This page provides the material and scripts to replicate our submitted article about developer retention in software ecosystems.
You can download the data and scripts here. The zip file contains 3 files:
– script.R: The R script that runs the survival analyses and exports all the survival curves (in pdf format)
– 2 csv files: One for the developers of each ecosystem
The columns of each csv file correspond to:
– user: The user id based on the GHTorrent dataset
– ta_abandoner (technical activity): Boolean variable concerning the technical abandonment (0: active, 1: abandoner)
– sa_abandoner (social activity): Variable concerning the social abandonment. (0: active, 1: abandoner, -1: the developer was never socially active)
– ta_duration_months (technical activity): Number of months between the first and last commit
– sta_duration (socio-technical activity): Number of months between the first and last commit or social message
– sa_messages (social activity): Number of messages that the developer has exchanged with other developers (social activity)
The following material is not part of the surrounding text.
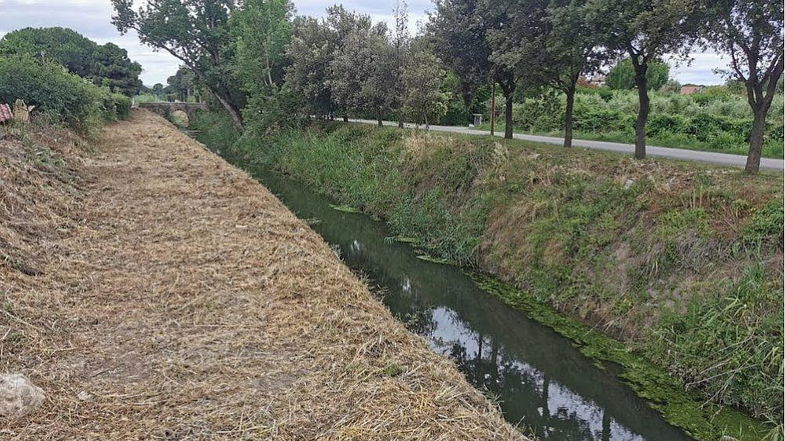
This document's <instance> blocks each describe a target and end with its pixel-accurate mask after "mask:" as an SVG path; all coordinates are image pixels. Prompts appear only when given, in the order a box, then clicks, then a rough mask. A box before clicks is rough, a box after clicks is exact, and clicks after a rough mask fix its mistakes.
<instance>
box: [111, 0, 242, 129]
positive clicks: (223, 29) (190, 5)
mask: <svg viewBox="0 0 785 441" xmlns="http://www.w3.org/2000/svg"><path fill="white" fill-rule="evenodd" d="M112 5H113V6H114V10H115V14H114V15H113V16H112V24H114V25H115V27H117V29H118V30H119V31H120V32H121V33H123V34H125V33H126V32H128V31H129V30H131V29H133V30H135V31H136V32H137V34H139V39H140V40H141V42H142V43H144V44H147V45H149V46H152V47H153V48H156V49H161V50H165V51H166V52H169V53H170V54H171V55H173V56H174V57H176V58H177V59H179V60H180V61H182V62H183V63H184V64H185V65H186V66H188V68H189V69H191V70H192V71H193V72H194V74H195V75H196V77H197V78H199V80H200V81H201V82H202V83H203V84H204V85H205V86H206V87H207V89H208V90H209V91H210V92H212V94H213V95H214V96H215V98H216V99H217V100H218V101H219V102H220V103H221V105H222V106H223V107H224V108H225V109H226V111H227V112H228V113H229V115H230V116H231V118H232V120H233V121H234V123H235V125H236V126H238V127H242V123H243V119H242V115H241V112H240V109H242V108H243V106H244V101H245V95H244V94H243V93H242V92H241V90H240V89H239V88H238V87H237V86H236V84H235V77H236V75H235V65H234V60H233V56H234V49H235V47H234V43H233V41H232V36H231V34H230V31H229V15H230V13H231V11H234V10H235V9H236V8H237V4H236V0H154V1H148V2H146V3H144V5H143V6H140V7H139V9H138V10H136V11H135V10H134V9H133V0H112Z"/></svg>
– sa_activity_months (social activity): Number of distinct months that a developer has exchanged messages with other developers (Different value from sta_duration_months since months with no messages are not considered for sa_activity_months)
– sa_largest_delta (social activity): Largest social inactivity gap measured in months
– ta_commit_contributions (technical activity): Number of commits
– ta_activity_months (technical activity): Number of distinct months that a developer has had commits (Different value from sta_duration_months since months with no commits are not considered for ta_activity_months)
– ta_largest_delta (technical activity): Largest technical inactivity gap measured in months
– developerTechnicalIntensity (technical activity): TI value (refer to the paper for the definition)
– developerTechnicalSpread (technical activity): TS value (refer to the paper for the definition)